The summit, part of USGBC’s Common Ground on Green Schools Campaign, was the third such event hosted nationally by USGBC, the Center for Green Schools and USGBC’s chapter network. (Read more about the other Common Ground events, in Kentucky and South Carolina.) The objective of these summits was to bring together elected officials from both sides of the aisle to identify policy approaches that encourage the growth of green schools.
The event kicked off with a welcome song from the school’s fifth-grade class and remarks from Pennsylvania state Sen. Mike Brubaker, the event’s host. Next, attendees were given an in-depth tour of the school, which was built to optimize energy performance, reduce energy and water consumption and costs, support the local economy by utilizing regional materials, and provide a great atmosphere for learning. The morning wrapped up with presentations from Rachel Gutter of USGBC’s Center for Green Schools and Pequea Valley School District officials, who spoke about why it was important that Paradise be LEED certified and why advocacy around green schools matters.
But the day’s highlight came at the end of the summit, with a conversation among legislators from Maine, Georgia, Tennessee, Kentucky, West Virginia and Pennsylvania. It was amazing to hear the passion and excitement in their voices as they shared their individual experiences, swapped ideas and offered strategies on their efforts to promote green schools. Kentucky state Reps. Jim Decesare and Mary Lou Marzian showcased their efforts to pass a green schools resolution in the Bluegrass State, where the bipartisan Green Schools Caucus serves as a forum to advance additional green schools policies. The conversation concluded with each participant sharing a key takeaway and a commitment to continue the conversation back in his or her state capital.
A special thanks needs to go out to the three Pennsylvania USGBC chapters that helped make this event possible.
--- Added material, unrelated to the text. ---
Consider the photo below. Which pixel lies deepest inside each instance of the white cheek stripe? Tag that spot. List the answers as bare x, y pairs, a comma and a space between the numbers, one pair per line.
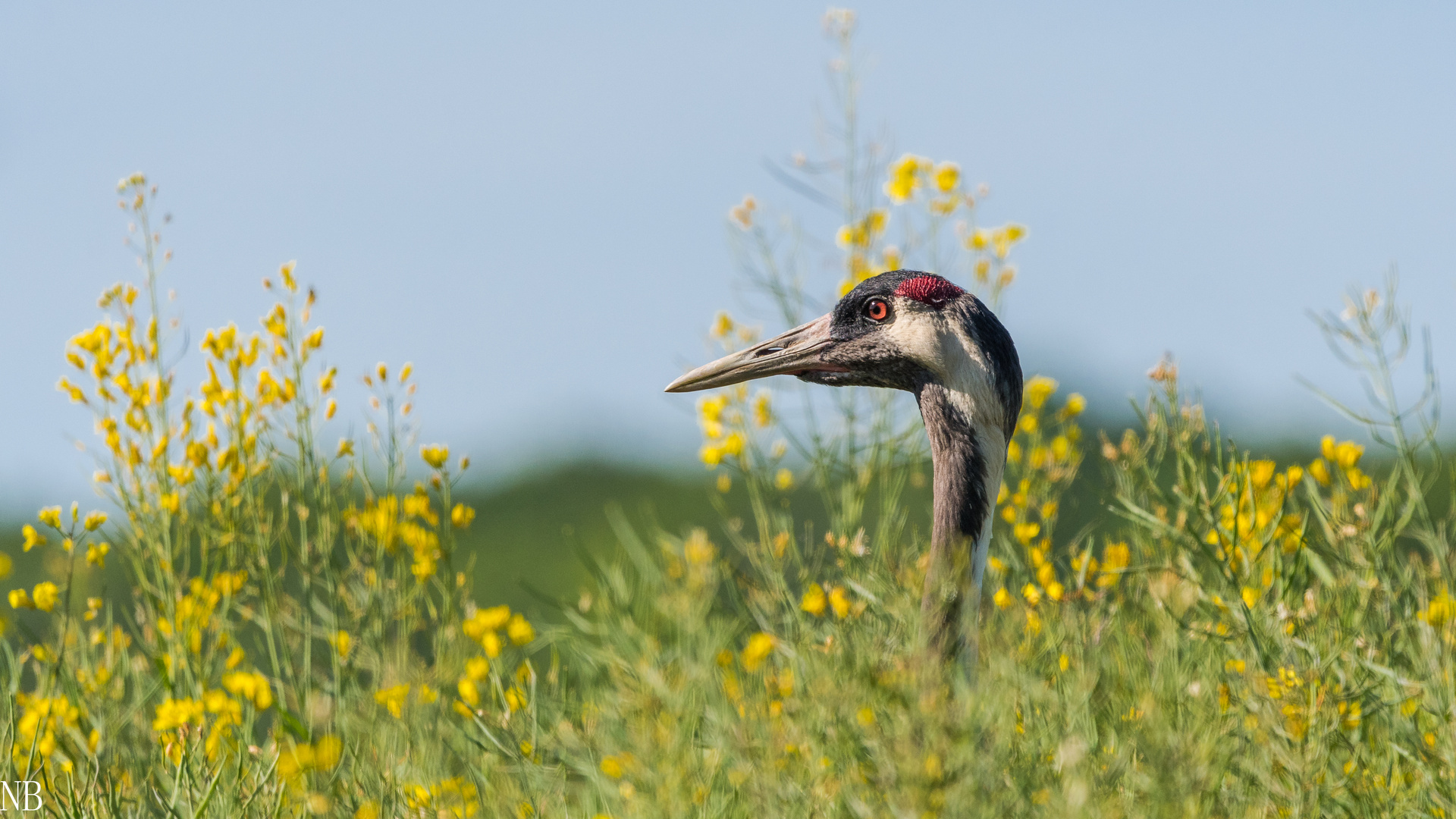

The USGBC Central Pennsylvania Chapter played an especially pivotal role in organizing the summit and bringing everyone to Paradise Elementary.
As a new year approaches, I hope more chapters look to the example of what took place in Lancaster. Bringing elected leaders together to talk about generating movement behind green schools can serve as a catalyst for other green building policy initiatives. USGBC has resources and tools available through our seven advocacy campaigns to support your efforts.